Current Roma Movement in Romania
The immediate period after the fall of Communism, represented a crucial moment for the birth of political and social rights applicable to Rumanian citizens. For the first time in the history of modern Romania, the Roma gained the right to direct political representation, in its own name in 1990, and to be recognized as a national minority. The collapse of the Communist regime in Romania opened-up the opportunity for Roma to articulate their historical demands, to fight discrimination of the Roma, to be recognized as a national minority, to organize Roma communities, to claim ethnic protections (to which Romania, as an EU member state, is signatory), and to demand socio-economic measures reducing the poverty gap with others in the population.
According to official statistics, public policies created after 1989, for Roma social inclusion in areas such as employment, education, health, and housing have been a failure. Roma people were the most negatively impacted by the transition to the market economy, because massive layoffs have led to a high unemployment rate among the population. Roma people who worked in state farms no longer had an assured job, because the land on which they worked was returned to the former owners. Even though the Land Law of 1991 stipulated that each family had the right to a certain cultivated area, the majority of Roma who worked in agriculture did not receive any land.
As far as education is concerned, in the early 1990s, only 51% of Romani children followed any type of education, whilst 14% dropped-out of school, 16% only attended with sporadic frequency, and 19% of Romani children were not enrolled by their parents at any school. Unfortunately, this lack of education directly reflects on the way Roma manage to ensure their daily living. According to the 1992 census, about 80% of Roma had no qualifications at all and almost half did not have a stable job. According to a study conducted by the Life Quality Research Institute, in 1998, only 37% of Roma had a form of qualification in accordance with the requirements of the labour market. Compared to the majority population, the number of Roma who have a stable job is significantly lower and because of this low level of education, many families don’t succeed in having a reliable income. The latest national census of 2011 shows that 22% of Romani children are not enrolled in any pre-university education program. As far as the adult population is concerned, 24% did not attend any form of education.

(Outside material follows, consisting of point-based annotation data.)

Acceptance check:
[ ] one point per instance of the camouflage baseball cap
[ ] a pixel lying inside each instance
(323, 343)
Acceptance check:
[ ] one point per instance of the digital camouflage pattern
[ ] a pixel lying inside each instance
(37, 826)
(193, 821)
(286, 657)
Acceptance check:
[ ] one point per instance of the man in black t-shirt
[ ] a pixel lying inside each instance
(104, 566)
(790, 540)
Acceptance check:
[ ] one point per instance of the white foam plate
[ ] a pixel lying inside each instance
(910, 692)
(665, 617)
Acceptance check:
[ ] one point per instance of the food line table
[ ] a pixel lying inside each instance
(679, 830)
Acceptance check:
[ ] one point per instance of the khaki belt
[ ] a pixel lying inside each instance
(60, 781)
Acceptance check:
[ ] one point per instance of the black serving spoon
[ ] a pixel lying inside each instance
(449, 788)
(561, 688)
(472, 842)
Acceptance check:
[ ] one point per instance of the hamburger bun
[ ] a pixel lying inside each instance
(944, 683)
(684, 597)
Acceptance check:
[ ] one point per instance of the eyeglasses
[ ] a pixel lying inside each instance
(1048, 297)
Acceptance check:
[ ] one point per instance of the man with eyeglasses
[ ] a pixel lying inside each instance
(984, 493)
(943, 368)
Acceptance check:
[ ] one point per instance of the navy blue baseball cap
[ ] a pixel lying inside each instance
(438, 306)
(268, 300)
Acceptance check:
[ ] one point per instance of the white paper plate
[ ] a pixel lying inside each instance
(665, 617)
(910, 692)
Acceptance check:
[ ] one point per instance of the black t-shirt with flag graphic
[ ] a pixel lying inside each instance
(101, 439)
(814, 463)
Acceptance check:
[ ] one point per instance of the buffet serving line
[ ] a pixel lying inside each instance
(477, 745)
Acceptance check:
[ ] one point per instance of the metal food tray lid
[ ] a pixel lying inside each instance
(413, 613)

In 2003, the Romanian Government established the National Center for Roma Culture, first under the Ministry of Culture, then under the administration of National Agency for Roma. Directorate was ensured by the Romanian actor Doru Tufiș, followed by Roma activists Mihaela Zătreanu and Mihai Neacșu. Roma mainstreaming strategies generated new opportunities for Roma intellectuals, activists and politicians from 2015, when Ciprian Necula, an independent, non-party member, was appointed as State Secretary. For the first time a Roma official occupied a non-Roma-related position, at the European Funds Ministry. However, Necula decided to take the lead in the National Contact Point for Roma and coordinating the Ministerial Working Group for Roma Strategy. Some months later, Valeriu Nicolae, another non-party member, was appointed as State Secretary at the Ministry of Labour. Dana Varga, from the Alliance of Democrat Liberals, occupied the position of State Councillor on Roma to the Prime Minister, in two governments. Madălin Voicu, member of Social Democratic Party, was appointed a State Secretary at the Ministry of Culture.
From 2004, the EU pre-accession funds (PHARE), and EU strategic funds (IPA), transformed most Roma NGOs into service providers. Political representation remained, with a small number of votes for the Roma Party (being represented by one MP) up to present. Other MPs representing Roma in the Parliament were Gheorghe Raducanu (1990-1992; 1992-1996), Mădălin Voicu (1996-2000), Nicolae Păun (2000-2004; 2004-2008, 2008-2012, 2012-2016) and Daniel Vasile (2016 - present). On other party lists, Roma were represented by Mădălin Voicu (Social Democratic Party, 2000-2004; 2004-2008, 2008-2012, 2012-2016, Deputy Chamber), Damian Drăghici (UNPR, 2012-2014, Senate), Damian Drăghici (UNPR, 2012- present, European Parliament), Florin Manole (PSD, 2016 – present).
At local level, Roma are represented by over 250 local councillors and three municipal mayors. An organization was established to represent their interest, the Association of Local Elected Roma, whilst in the public institutions, according to an analysis of the National Contact Point, there are over 1,200 persons working as County Experts for Roma, Roma experts at local level and Roma education and health mediators. The Roma mediation programme began as a project of Romani CRISS, with the purpose of including Roma women at the local level, in community organization.
The University of Bucharest launched a faculty of Romani Language, under the coordination of Dr Gheorghe Sarău and Dr Delia Grigore (initially, as a elective class in 1993). In 2015, the first Romani Master Program at SNSPA University in Bucharest was established, led by Professor Vintilă Mihăilescu and Dr Ciprian Necula. The master’s programme engages additional Roma professors Dr Delia Grigore, Dr Gelu Duminică, Dr Nicoleta Bițu and Dr Daniel Rădulescu. Romanian Roma students have benefited, since 1992, from affirmative action in the universities and later, in high-schools, a policy that has generated thousands of Roma bachelor degree holders.